Cooney following Pienaar was initially framed like David Moyes coming after Alex Ferguson. How wrong that narrative proved. The Springbok was a pillar of the local Christian community. “God,” Pienaar told a congregation of 1,000 devout followers at St Anne’s Cathedral in January 2016, had guided him to Belfast, and that’s why the world cup winning scrumhalf rejected a lucrative switch to Toulon.
“Being here gives me an enormous sense of purpose: I am not just here for rugby, I’m here to touch lives,” Pienaar continued. “I felt that the Lord had so much more to show me here and there’s so much more that I’ve got to do in Belfast.”
A different type of deity intervened. There was open revolt in Ulster with a DUP protest call to the IRFU but the decision was written on stone tablets. The South African joined Montpellier. Cooney would replace the preacher. The SuperLeague striker started winning matches Ulster deserved to lose.
“I always felt I could kick. Got my first 17 kicks in professional rugby so I decided to do it full time.”
With Paddy Jackson sent into exile and Billy Burns arriving from Gloucester with an unproven boot, Cooney grasped the responsibility.
“I enjoy the pressure. My sister [Sarah, a hockey international] sent me Golf is a Game of Confidence by Bob Rotella. I was reading it just before the Edinburgh game, that exact passage about not getting too nervous with a shot to win, as you can think about the countless people in your position before. Then I had a kick in the last minute to win the game. I smiled, I read this today and this is exactly what I have to do. I got it.”
After Pienaar the IRFU banished other local heroes, Jackson and Stuart Olding, against the strongly worded wishes of both club and supporters. Cooney is not going to speak about the rape trial but he did tweet his displeasure about an article in the Sunday Independent questioning whether the Belfast rugby community understood how the rest of the island viewed the 2018 case which cast a shadow not only over Irish rugby, but society in general.
“It just annoyed me. My dad is a journalist and I just thought that was such crap journalism. I don’t know why anyone would pick that up. I wouldn’t normally bite on that sort of stuff and worded it in a way . . . but sometimes you got to call out these people.”
He rejects talk of a rebuilding Ulster squad, despite an unprecedented number of early retirements, including former captains Chris Henry and Andrew Trimble, and the mere suggestion of the silk route from Dublin to Ravenhill raises his ire.

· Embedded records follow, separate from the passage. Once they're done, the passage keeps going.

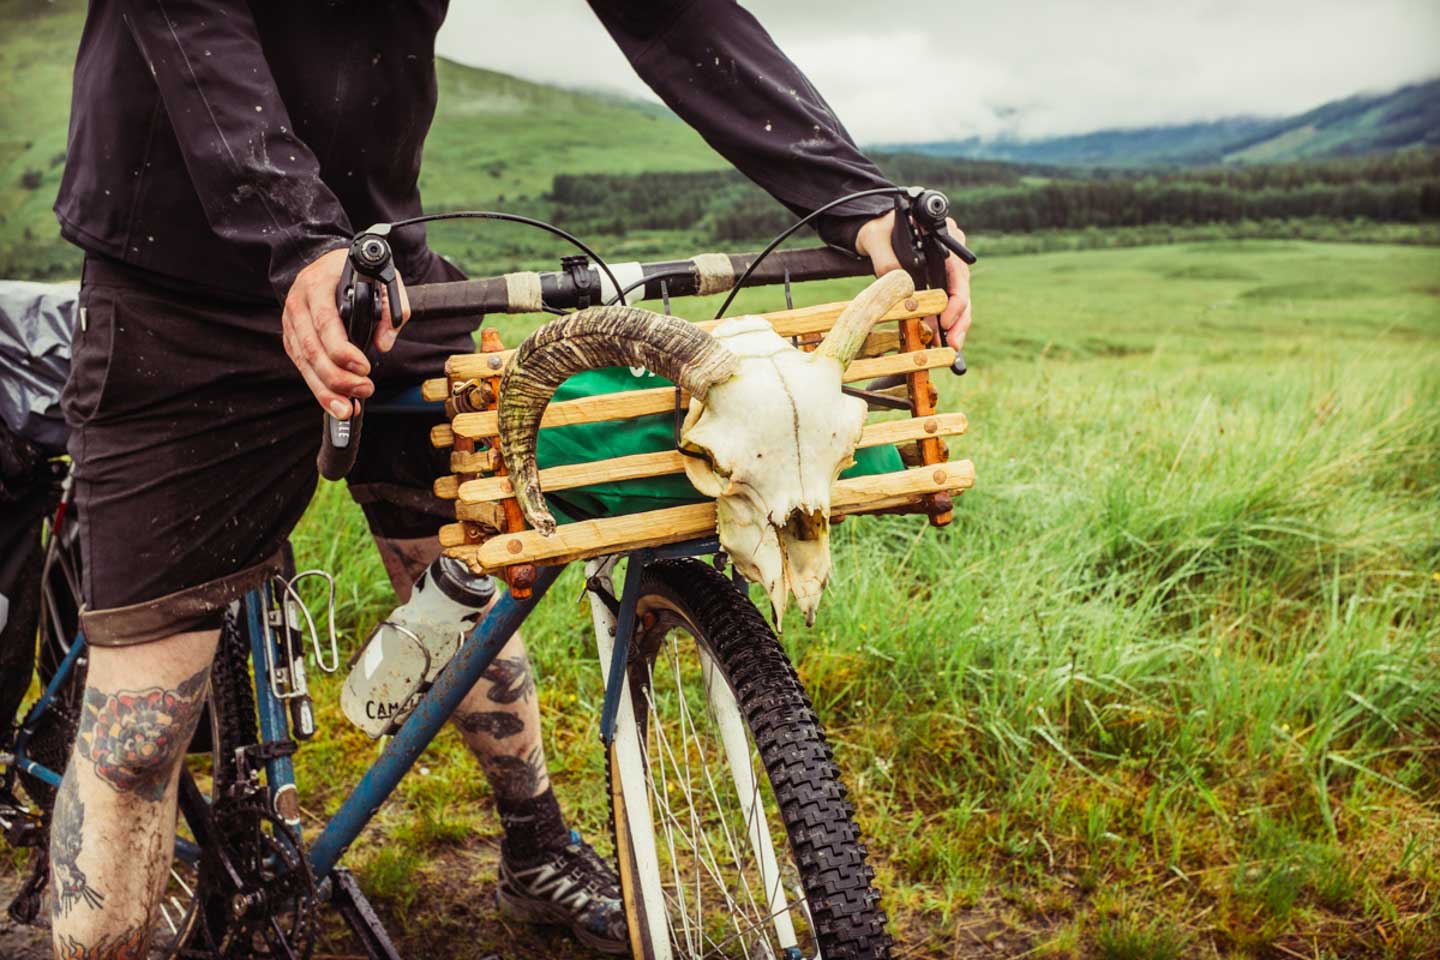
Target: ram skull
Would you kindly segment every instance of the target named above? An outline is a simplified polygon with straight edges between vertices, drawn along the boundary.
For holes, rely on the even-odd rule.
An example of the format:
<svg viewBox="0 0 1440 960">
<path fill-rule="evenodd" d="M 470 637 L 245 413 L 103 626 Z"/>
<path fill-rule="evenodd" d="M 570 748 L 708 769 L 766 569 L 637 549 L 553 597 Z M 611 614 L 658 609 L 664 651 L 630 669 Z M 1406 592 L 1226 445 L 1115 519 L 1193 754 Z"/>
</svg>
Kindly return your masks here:
<svg viewBox="0 0 1440 960">
<path fill-rule="evenodd" d="M 854 463 L 863 400 L 842 374 L 875 321 L 915 292 L 903 271 L 850 302 L 813 353 L 761 317 L 737 317 L 713 335 L 635 307 L 594 307 L 553 320 L 520 345 L 500 383 L 500 449 L 530 525 L 555 531 L 535 463 L 535 441 L 555 389 L 583 370 L 645 367 L 691 396 L 681 432 L 685 473 L 715 498 L 720 544 L 764 586 L 784 616 L 788 596 L 814 623 L 830 576 L 830 491 Z"/>
</svg>

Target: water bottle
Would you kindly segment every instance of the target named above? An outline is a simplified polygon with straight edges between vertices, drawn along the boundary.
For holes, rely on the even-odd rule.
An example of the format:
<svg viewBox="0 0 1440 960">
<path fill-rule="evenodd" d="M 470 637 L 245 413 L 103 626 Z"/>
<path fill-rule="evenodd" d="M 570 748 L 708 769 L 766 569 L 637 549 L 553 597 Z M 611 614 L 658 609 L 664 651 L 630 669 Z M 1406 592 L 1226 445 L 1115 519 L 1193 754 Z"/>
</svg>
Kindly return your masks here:
<svg viewBox="0 0 1440 960">
<path fill-rule="evenodd" d="M 372 738 L 398 730 L 494 597 L 495 581 L 437 557 L 351 659 L 345 716 Z"/>
</svg>

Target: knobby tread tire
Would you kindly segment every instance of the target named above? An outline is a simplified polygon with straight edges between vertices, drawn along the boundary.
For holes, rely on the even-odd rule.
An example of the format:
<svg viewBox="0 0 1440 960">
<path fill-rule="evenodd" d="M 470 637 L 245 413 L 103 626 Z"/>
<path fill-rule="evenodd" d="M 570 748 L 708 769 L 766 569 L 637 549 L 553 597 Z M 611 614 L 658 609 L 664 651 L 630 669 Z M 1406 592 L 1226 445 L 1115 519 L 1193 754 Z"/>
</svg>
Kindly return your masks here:
<svg viewBox="0 0 1440 960">
<path fill-rule="evenodd" d="M 648 566 L 642 609 L 647 597 L 684 612 L 730 682 L 789 834 L 822 957 L 889 957 L 892 940 L 854 808 L 810 698 L 770 625 L 729 579 L 693 559 Z M 641 689 L 660 639 L 637 637 L 632 648 L 637 717 L 646 714 Z"/>
</svg>

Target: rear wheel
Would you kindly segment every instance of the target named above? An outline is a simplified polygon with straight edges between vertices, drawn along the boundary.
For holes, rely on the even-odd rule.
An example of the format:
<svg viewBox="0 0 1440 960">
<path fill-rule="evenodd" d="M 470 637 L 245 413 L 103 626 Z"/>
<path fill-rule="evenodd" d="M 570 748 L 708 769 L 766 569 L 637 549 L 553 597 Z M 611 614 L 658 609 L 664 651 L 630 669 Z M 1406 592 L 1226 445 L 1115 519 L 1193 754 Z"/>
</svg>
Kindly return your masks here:
<svg viewBox="0 0 1440 960">
<path fill-rule="evenodd" d="M 640 576 L 610 753 L 635 954 L 889 956 L 839 770 L 769 624 L 699 561 Z"/>
</svg>

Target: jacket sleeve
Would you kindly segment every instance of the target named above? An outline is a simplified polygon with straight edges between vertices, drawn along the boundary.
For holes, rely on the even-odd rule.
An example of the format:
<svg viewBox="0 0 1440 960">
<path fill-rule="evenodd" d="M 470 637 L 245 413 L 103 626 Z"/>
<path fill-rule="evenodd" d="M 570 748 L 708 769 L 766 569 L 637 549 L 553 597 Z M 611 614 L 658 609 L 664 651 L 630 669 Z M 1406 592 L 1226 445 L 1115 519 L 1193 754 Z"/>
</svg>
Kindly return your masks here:
<svg viewBox="0 0 1440 960">
<path fill-rule="evenodd" d="M 124 0 L 186 170 L 216 234 L 268 254 L 284 302 L 295 275 L 345 246 L 350 223 L 293 132 L 241 0 Z"/>
<path fill-rule="evenodd" d="M 795 213 L 891 185 L 735 0 L 590 0 L 590 6 L 670 109 Z M 854 250 L 861 224 L 893 206 L 885 196 L 851 201 L 822 215 L 820 235 Z"/>
</svg>

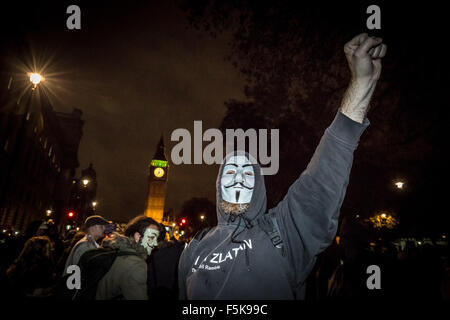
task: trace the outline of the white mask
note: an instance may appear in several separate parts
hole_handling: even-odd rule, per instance
[[[158,245],[159,231],[151,228],[145,229],[141,245],[147,250],[148,255],[152,253],[154,247]]]
[[[222,199],[230,203],[250,203],[255,186],[253,166],[246,156],[230,157],[220,179]]]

“Leinster players in Connacht were always called Connacht players but the people from Leinster in the Ulster team are always called Dubliners. We are Ulster players. We are Ulster men. It’s annoying that nobody says that about players going to Connacht or Munster.

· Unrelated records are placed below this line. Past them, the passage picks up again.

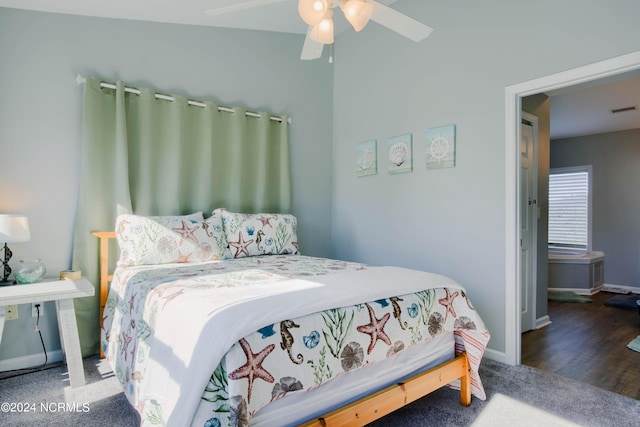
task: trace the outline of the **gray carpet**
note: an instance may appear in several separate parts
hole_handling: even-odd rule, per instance
[[[631,368],[635,369],[635,368]],[[372,425],[382,426],[638,426],[640,401],[528,366],[483,360],[487,400],[462,408],[440,389]],[[433,423],[431,420],[434,420]]]
[[[69,375],[63,364],[10,378],[5,378],[9,373],[0,373],[0,405],[9,402],[35,406],[30,406],[29,412],[5,412],[0,408],[0,426],[133,427],[140,424],[140,417],[129,405],[120,383],[104,360],[97,356],[85,359],[84,372],[86,385],[74,390],[69,388]]]
[[[5,378],[0,373],[2,402],[32,403],[35,412],[0,411],[1,426],[139,425],[106,363],[85,359],[87,385],[70,391],[64,365]],[[597,389],[527,366],[483,360],[480,376],[487,400],[458,403],[458,392],[444,388],[373,423],[373,426],[637,426],[640,401]],[[76,402],[58,408],[58,404]],[[49,408],[42,410],[41,404]],[[63,405],[64,406],[64,405]]]

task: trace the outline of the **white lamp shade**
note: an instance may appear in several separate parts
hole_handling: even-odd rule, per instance
[[[333,43],[333,11],[331,9],[327,10],[325,13],[325,17],[320,21],[319,24],[311,27],[311,31],[309,32],[309,38],[311,40],[322,43],[322,44],[332,44]]]
[[[373,4],[366,0],[348,0],[342,8],[345,18],[351,24],[354,30],[362,30],[371,15],[373,14]]]
[[[298,13],[309,25],[318,25],[329,9],[329,0],[299,0]]]
[[[28,242],[30,238],[26,216],[0,215],[0,242]]]

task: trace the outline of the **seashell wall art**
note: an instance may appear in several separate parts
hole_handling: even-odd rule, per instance
[[[405,173],[413,170],[413,143],[410,133],[394,136],[387,141],[389,173]]]

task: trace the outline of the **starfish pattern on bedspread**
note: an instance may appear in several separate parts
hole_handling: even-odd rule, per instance
[[[182,251],[178,249],[178,259],[176,259],[175,262],[180,262],[180,263],[189,262],[189,256],[190,255],[183,254]]]
[[[241,378],[246,378],[249,381],[249,394],[247,395],[247,402],[251,403],[251,391],[253,390],[253,380],[256,378],[260,378],[268,383],[272,383],[274,381],[273,376],[262,367],[262,363],[264,359],[267,358],[269,353],[273,351],[276,346],[274,344],[269,344],[265,348],[263,348],[259,353],[254,354],[253,350],[251,350],[251,346],[242,338],[238,341],[242,351],[244,351],[245,356],[247,356],[247,363],[236,369],[235,371],[229,374],[229,378],[232,380],[239,380]]]
[[[198,243],[198,239],[193,235],[193,233],[195,233],[198,228],[200,228],[198,225],[190,228],[189,224],[186,221],[182,221],[182,227],[172,228],[172,230],[180,234],[183,239],[191,240],[195,243]]]
[[[385,344],[391,345],[391,340],[384,331],[384,325],[387,323],[387,320],[389,320],[389,317],[391,317],[391,314],[387,313],[382,316],[382,318],[377,319],[376,313],[373,311],[373,308],[371,308],[369,304],[365,303],[365,305],[369,310],[369,319],[371,320],[371,322],[367,323],[366,325],[358,326],[356,329],[358,330],[358,332],[371,335],[371,342],[369,343],[369,348],[367,348],[367,354],[371,354],[378,340],[382,340]]]
[[[133,294],[131,294],[131,298],[129,298],[129,315],[131,315],[131,313],[133,313],[133,309],[134,309],[135,304],[136,304],[136,295],[137,295],[137,293],[133,293]]]
[[[121,335],[122,348],[120,349],[120,353],[124,356],[124,360],[127,360],[127,349],[129,348],[129,344],[131,344],[131,340],[133,337],[127,335],[126,333],[122,333]]]
[[[244,241],[244,237],[242,237],[242,232],[238,233],[238,241],[237,242],[229,242],[229,246],[233,246],[236,248],[236,253],[233,254],[234,258],[238,257],[240,252],[244,253],[246,256],[249,256],[249,250],[247,246],[253,243],[253,239]]]
[[[260,216],[256,219],[262,223],[263,227],[268,225],[269,227],[273,228],[273,225],[271,225],[271,217]]]
[[[449,288],[445,288],[444,290],[446,292],[446,296],[444,298],[440,298],[438,302],[447,309],[444,313],[444,321],[446,322],[449,313],[451,313],[453,317],[456,317],[456,311],[453,309],[453,300],[456,299],[456,297],[460,294],[458,293],[458,291],[450,293]]]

“We moved our lives up here for our careers. Rory [Best] said it last year, someone always comes in and takes their place. That’s the way it works in life, and in sport.

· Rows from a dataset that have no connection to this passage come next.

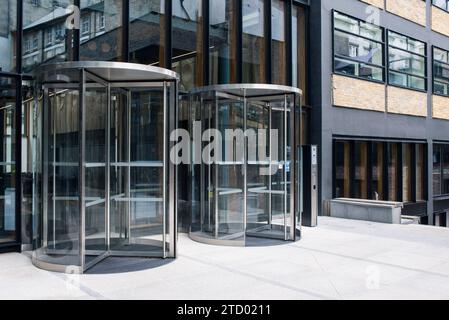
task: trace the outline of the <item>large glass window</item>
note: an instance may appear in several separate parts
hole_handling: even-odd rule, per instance
[[[433,92],[449,96],[449,52],[433,48]]]
[[[11,1],[12,2],[12,1]],[[73,13],[73,0],[23,1],[24,72],[45,62],[71,60],[72,33],[67,19]]]
[[[165,66],[165,5],[160,0],[129,4],[130,61]]]
[[[302,90],[302,105],[307,105],[307,22],[303,7],[292,8],[292,35],[292,85]]]
[[[367,143],[354,143],[354,198],[366,199],[368,191]]]
[[[438,196],[441,195],[441,145],[433,146],[433,170],[432,170],[432,181],[433,181],[433,194]]]
[[[425,189],[425,148],[423,144],[416,145],[416,200],[425,200],[426,189]]]
[[[388,144],[388,200],[398,201],[398,144]]]
[[[449,194],[449,145],[436,144],[433,147],[433,193]]]
[[[203,84],[203,15],[201,0],[173,1],[172,69],[180,75],[179,89]]]
[[[334,71],[384,81],[383,28],[334,12]]]
[[[335,143],[335,197],[350,198],[350,145],[348,141]]]
[[[271,5],[271,65],[272,82],[287,83],[287,47],[285,42],[285,2],[273,0]]]
[[[372,199],[384,200],[384,143],[374,142],[372,146],[371,190]]]
[[[209,1],[209,63],[212,84],[237,81],[236,1]]]
[[[449,0],[432,0],[434,6],[449,11]]]
[[[81,0],[81,60],[124,60],[122,10],[122,1]]]
[[[410,202],[412,198],[412,145],[404,143],[402,145],[402,201]]]
[[[0,78],[0,244],[16,239],[16,81]]]
[[[16,69],[17,2],[6,0],[0,10],[0,71]]]
[[[264,83],[264,1],[243,0],[243,82]]]
[[[388,31],[388,83],[426,90],[426,44]]]

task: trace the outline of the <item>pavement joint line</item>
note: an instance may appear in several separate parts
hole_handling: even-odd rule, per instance
[[[313,296],[313,297],[318,298],[318,299],[325,299],[325,300],[333,300],[333,299],[335,299],[334,297],[329,297],[329,296],[322,295],[320,293],[315,293],[315,292],[308,291],[308,290],[305,290],[305,289],[300,289],[300,288],[297,288],[297,287],[294,287],[294,286],[286,285],[286,284],[283,284],[281,282],[276,282],[274,280],[267,279],[265,277],[255,276],[255,275],[247,273],[247,272],[242,272],[242,271],[239,271],[239,270],[235,270],[233,268],[226,267],[226,266],[219,265],[219,264],[212,263],[212,262],[208,262],[208,261],[204,261],[202,259],[189,257],[189,256],[186,256],[186,255],[179,255],[179,256],[182,256],[182,257],[184,257],[186,259],[190,259],[192,261],[196,261],[196,262],[203,263],[203,264],[206,264],[206,265],[209,265],[209,266],[213,266],[213,267],[216,267],[216,268],[219,268],[219,269],[222,269],[222,270],[226,270],[226,271],[229,271],[229,272],[232,272],[232,273],[236,273],[236,274],[239,274],[239,275],[242,275],[242,276],[250,277],[250,278],[253,278],[253,279],[265,282],[265,283],[269,283],[269,284],[272,284],[272,285],[275,285],[275,286],[278,286],[278,287],[282,287],[282,288],[289,289],[289,290],[292,290],[292,291],[296,291],[296,292],[299,292],[299,293],[302,293],[302,294]]]

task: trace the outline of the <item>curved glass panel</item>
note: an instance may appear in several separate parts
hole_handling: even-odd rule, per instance
[[[257,86],[209,87],[184,97],[194,240],[244,246],[252,237],[299,235],[299,95]]]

“Go anywhere with a bad attitude and you are not going to enjoy it.”
We relay conversations with former Leinster players. In summary, Ulster have no chance this evening. “It does piss me off when people say Leinster are going to walk it. We’ve nothing to lose.
“We need to start well and get after them . . . You get a sense or a feeling when a team is going to do something special. It happened in Galway in 2016. I’m starting to feel that with the Ulster team. It’s nice when you have seen it before, you have that understanding, you know what’s required, it’s something you can drive.”
Cooney could be seen as a journey man but he prefers being an Ulster man. That idea in itself represents a massive shift in attitude.
“I’ve already played more for Ulster than the other two teams. When I went to Connacht from Leinster a lot of people would have believed my career over. It was a huge moment because I had seen others go to Connacht and it was their career over. I know people thought that about me. In my head I was never done.”